On Wednesday 23rd 2015, there was an All Black media conference that sent ripples throughout the nation’s rugby fans.
Sam Cane, the young understudy for King Richie at only 23 years of age will lead the All Blacks into battle against Namibia at the Rugby World Cup.
It’s an announcement that was met with hearty celebrations from some and cautiousness from others.
In a reasonably young/uncapped starting XV, Cane has been picked over his more senior team mates such as Victor Vito, Liam Messam and Sam Whitelock.
New Zealand can’t really be blamed for being nervous with this call. For many, it was a wakeup call that the international careers of some of our best and greatest All Blacks are coming to a close.
Icons such as Richie, Conrad Smith and Keven Mealamu will be hanging up the black jersey at the close of Rugby World Cup 2015.
This reality suddenly seems more real now that we are in the Pool Stages of the Rugby World Cup, as if up until this point it was a dream or something that didn’t need to be handled until the time came.
The time is now.
The election of Sam Cane as our 67th All Black captain has brought forward the fact that next years All Black squad will look very different indeed as so many chapters close after the World Cup campaign.
Naturally Kieran Read seems to be the next captain after Richie. He, along with Mealamu have been McCaws right hand men. That position now seems destined for Sam Cane, the only natural replacement NZ currently have to take over the coveted black 7 jersey.
This starting XV against Namibia may end up featuring many of next year’s starting All Blacks. Cane already has number 7 in the bad. Fekitoa should be in the midfield mix with no Nonu or Smith next year.
Ben Franks will most likely end up taking Woodcocks number 1 jersey and it would be fair to say that unless Aaron Cruden plays some of the best rugby of his life next Super Rugby season, Barrett or Sopoaga are in line for the number 10 kicking duties.
At 23 years old, Sam Cane has another 10 years ahead of him in a black jersey (barring serious injury). He has been deemed the leader for a new generation of All Blacks while names like Read, Messam and Smith will become ‘the old guard’.
Its natural for the public to feel a little tentative about the new blood coming through the ranks but that’s part of our national sport. Soon, there will be another young flanker on the bench awaiting his turn. And so the cycle continues.
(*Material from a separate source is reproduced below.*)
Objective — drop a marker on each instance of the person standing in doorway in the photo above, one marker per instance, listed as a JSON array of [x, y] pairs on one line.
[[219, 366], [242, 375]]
Change is pivotal to make sure the All Blacks stay successful in the world of rugby. It’s a sport that continues to change and evolve and Sam Cane is the latest in the next evolution for the All Blacks.
The ground work has been set for him – he has no one to blame for any potential failure. The best we as the New Zealand supporters can do is to put our trust in the coaching staff that have laid out this path and put our faith in Cane as a Kiwi rugby player who will strive to fill the boots of the legend that preceded him.
As per usual, there will be the ‘couch coaches’ and ‘keyboard warriors’ who claim that Cane isn’t ready, that there are much better choices waiting in the wings that should have been picked. To those people, I say this: there is a reason why you are not an All Black selector. If the player you like better is as good as you think he is – they would of picked him.
I will take the word of a panel of experienced rugby experts over someone who’s greatest rugby achievement is winning Jonah Lomu Rugby on Hard Mode.
The current pecking order for the black 7 jersey is as follows:
-Insert other loose forward here.
Sorry to disappoint any Savea fans here – he’s not cutting it at openside. My recommendation will be for him to swap to the blindside. With Messam off to Rio, Kaino getting up in age and Vito never really slotting into a permanent position, Ardie would do much better for himself at 6.
Matt Todd is building himself into a strong, consistent player that looks much more comfortable at 7 while I feel Ardie is much more versatile.
With yesterdays announcement ushering a new age of young blood in New Zealand rugby, the question is whether they will be up to the standard set by their predecessors. Can they, like those before them, carry the hopes and dreams of an entire sporting nation?
As I sit here, typing this away for you to read, these are the kind of things I think about. I believe that they will because I believe in the black jersey.
I believe in the legacy and the history of the All Blacks. And ultimately, I believe in Sam Cane as an All Blacks captain.
Sam Cane is only the 2nd Chiefs player in history to be captain of the All Blacks. The other was Mils Muliaina in 2009.